This can also probably be achieved with CSS variables, but it’s less direct and also wouldn’t have enforced styling/data references.
Other examples could be interface elements that represent past user interactions (such as toggle buttons), or for when you need to indicate a state that isn’t basic focus/hover/etc stuff.
I’m not sure I understand what this means. My workflow is, I guess, working within 1 context at a time. Whether that’s as small as an icon or as large as the app.
Maybe some confusion. I do keep my Elm and CSS separate. The css-in-elm is a nice helper/syntactic sugar for Html.Attributes.class "my class".
Turns out that wasn’t very difficult. I’ve actually just released an MVP: Orasund/elm-html-style.
It currently has shorthands for every CSS attribute, with variants for constants and for both px and rem.
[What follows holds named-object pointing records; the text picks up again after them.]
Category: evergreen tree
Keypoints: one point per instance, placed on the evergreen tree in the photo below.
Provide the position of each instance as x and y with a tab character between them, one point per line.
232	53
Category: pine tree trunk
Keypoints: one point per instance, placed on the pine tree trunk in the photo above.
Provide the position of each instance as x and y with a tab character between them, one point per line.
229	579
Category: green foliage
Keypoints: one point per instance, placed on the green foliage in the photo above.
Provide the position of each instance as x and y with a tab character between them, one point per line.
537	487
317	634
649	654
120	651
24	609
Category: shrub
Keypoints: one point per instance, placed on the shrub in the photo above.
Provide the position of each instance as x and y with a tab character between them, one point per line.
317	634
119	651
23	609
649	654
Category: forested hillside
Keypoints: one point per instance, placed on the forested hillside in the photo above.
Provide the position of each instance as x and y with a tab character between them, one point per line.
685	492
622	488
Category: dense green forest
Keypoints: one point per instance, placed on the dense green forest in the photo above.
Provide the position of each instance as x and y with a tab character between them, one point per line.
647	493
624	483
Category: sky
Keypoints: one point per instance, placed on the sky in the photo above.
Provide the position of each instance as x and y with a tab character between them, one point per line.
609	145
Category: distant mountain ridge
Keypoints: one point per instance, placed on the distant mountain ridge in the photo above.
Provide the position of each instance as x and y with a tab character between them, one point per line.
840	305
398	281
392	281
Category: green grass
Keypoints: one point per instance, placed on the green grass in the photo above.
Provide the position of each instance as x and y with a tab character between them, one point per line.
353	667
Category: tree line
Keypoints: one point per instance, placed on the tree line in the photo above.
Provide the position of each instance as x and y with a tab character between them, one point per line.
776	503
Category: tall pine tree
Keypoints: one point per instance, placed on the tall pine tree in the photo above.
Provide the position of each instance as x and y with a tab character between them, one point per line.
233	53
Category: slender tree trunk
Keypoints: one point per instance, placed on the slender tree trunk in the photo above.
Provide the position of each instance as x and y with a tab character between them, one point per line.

The tricky bit was actually to parse their BNF-like Notation. I currently only extract from it what I need and throw away the rest. But this definitely has a lot of potential. For now, I will test this version a bit. See if there are any low-hanging fruits left. And then slowly add features as I require them. But I will probably not go down the elm-CSS route.
I think actually having a strongly typed API would be the hard part. I mean, it should be easy to just translate the BNF into a Custom Type. But one would also need to actually find fitting names for everything and design an API that is useful in practice. This might break an automated solution. (at least that’s my feeling after spending less than 8h on that task)
It is currently setup to fail graceful whenever it encounters something unknown. I then get a report of what went wrong and why. I could see a version where you could assist the generator to handle all edge-cases manually.
@wolfadex The way I’ve generally worked (for companies) is to create a design-system first, often creating layouts/styles that live as plain HTML/CSS components. These are then used for templating (with whatever backend/frontend programming language).
I understand that’s not for everyone and gives “multiple sources of truth” with different files/formats to manage. But quite good for teams.
Oh right, I see. So it’s just translating into class strings. Nice.
I’ve just noticed sometimes I have to do a hard refresh of my browser’s history as the html gets cached. Probably not Elm-specific but a bit annoying. You can disable the cache in developer tools, but if you’re pushing changes in production it’s a problem.